Wednesday, the 29th, was Yoga for Life day as usual. But just after lunch, I was off on a mission in Manila. BFF and I met up and took the LRT to Tayuman. We walked a couple of blocks, and finally found our destination. YAFA. Youth AIDS Filipinas Alliance, an HIV advocacy group.

We found the address, but weren’t sure, since it didn’t look right. We knocked. The door was unlocked and opened up to a stairway. We walked up. Tao po? Someone walked out in just his underwear. Oh, welcoming committee? Hehe. Well, we seemed to catch them at the least perfect time. Let’s put things in context, they had scheduled a general cleaning that day, and there was a power interruption, thus, the outfit, or lack thereof.

As soon as they gathered their composure, we got the honor of sitting down with the famous DyingYoung. He told us all about YAFA, and BFF was able to ask his questions about one of their projects. It was actually very interesting, and reinforced the respect I have for YAFA. For such a young group, they’ve really been making waves.

From there, I got BFF to accompany me to the Manila Social Hygiene Clinic. It’s maybe been more than a year since I was last there. Nurse Malou Tan is no longer connected to the SHC. But I got to see Dra. Diana Mendoza, rebond and all. I don’t even think she remembered my name. I left some Positivism brochures with her and asked how the SHC was doing.

They still have free HIV rapid testing there at the Manila SHC, so she asked that we refer people to them for screening. They’re open Mondays to Thursdays, 8:00 am to 3:00 pm, and Friday mornings till noon.

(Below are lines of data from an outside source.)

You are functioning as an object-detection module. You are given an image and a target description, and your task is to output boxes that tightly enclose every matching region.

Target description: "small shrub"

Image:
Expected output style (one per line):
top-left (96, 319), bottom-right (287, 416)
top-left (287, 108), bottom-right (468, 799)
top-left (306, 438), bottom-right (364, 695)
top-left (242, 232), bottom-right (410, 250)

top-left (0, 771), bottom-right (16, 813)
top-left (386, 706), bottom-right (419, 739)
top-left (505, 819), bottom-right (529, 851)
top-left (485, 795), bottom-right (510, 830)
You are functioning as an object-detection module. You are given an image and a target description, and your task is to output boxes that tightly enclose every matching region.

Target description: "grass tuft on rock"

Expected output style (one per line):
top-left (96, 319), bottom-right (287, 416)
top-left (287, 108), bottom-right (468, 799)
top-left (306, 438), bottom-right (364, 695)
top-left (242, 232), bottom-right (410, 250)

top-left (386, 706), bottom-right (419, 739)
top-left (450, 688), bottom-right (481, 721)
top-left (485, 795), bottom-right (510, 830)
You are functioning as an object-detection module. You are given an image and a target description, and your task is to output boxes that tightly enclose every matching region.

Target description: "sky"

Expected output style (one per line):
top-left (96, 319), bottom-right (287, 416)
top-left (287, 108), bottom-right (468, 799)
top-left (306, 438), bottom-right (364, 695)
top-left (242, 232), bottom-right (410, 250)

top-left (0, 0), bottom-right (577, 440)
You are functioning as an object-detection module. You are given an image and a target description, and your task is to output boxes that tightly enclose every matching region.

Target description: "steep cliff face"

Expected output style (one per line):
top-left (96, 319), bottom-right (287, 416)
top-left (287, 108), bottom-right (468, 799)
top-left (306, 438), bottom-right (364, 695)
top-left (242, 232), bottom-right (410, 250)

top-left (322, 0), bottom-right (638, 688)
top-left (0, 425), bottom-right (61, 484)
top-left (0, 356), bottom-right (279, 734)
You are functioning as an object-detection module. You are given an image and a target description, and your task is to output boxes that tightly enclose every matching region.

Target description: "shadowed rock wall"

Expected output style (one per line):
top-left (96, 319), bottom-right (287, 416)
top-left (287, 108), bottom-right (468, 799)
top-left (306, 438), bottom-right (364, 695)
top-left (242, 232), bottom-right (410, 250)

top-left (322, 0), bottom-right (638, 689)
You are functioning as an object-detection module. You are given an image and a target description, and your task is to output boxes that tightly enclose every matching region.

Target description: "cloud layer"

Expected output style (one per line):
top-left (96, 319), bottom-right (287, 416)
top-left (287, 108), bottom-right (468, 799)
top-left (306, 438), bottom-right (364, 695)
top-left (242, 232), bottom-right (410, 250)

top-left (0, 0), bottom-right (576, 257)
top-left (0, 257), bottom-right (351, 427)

And from there, we took the LRT-MRT route to Ortigas. After a quick snack in Shangrila, we headed to yoga early. Yoga was special today. A hundred and eight sun salutations. Yes, 108 forward bends, halfway lifts, pushups down, and upward- & downward-facing dogs. Was I confident I could do it? Not particularly. But I was going to try. And try I did.

After it all, up to today, two days after, biceps and triceps, quads and calves, back and chest, basically from the top of my neck to the soles of my feet, I’m sore. Sore in a good way. And the fulfillment of getting through the 108 sun salutations is phenomenal. Roarrrrr!

So that was my itinerary for the week leading up to the turn of the year. Sounds like a lot for just a week, especially for me. If that’s going to set the stage for 2011, then it’s going to be a busy one. Bring it on. Bring it on. With that, I hope everyone has all their fingers intact, and had a very Happy New Year. It's 1-1-11. Nagpaputok ka ba?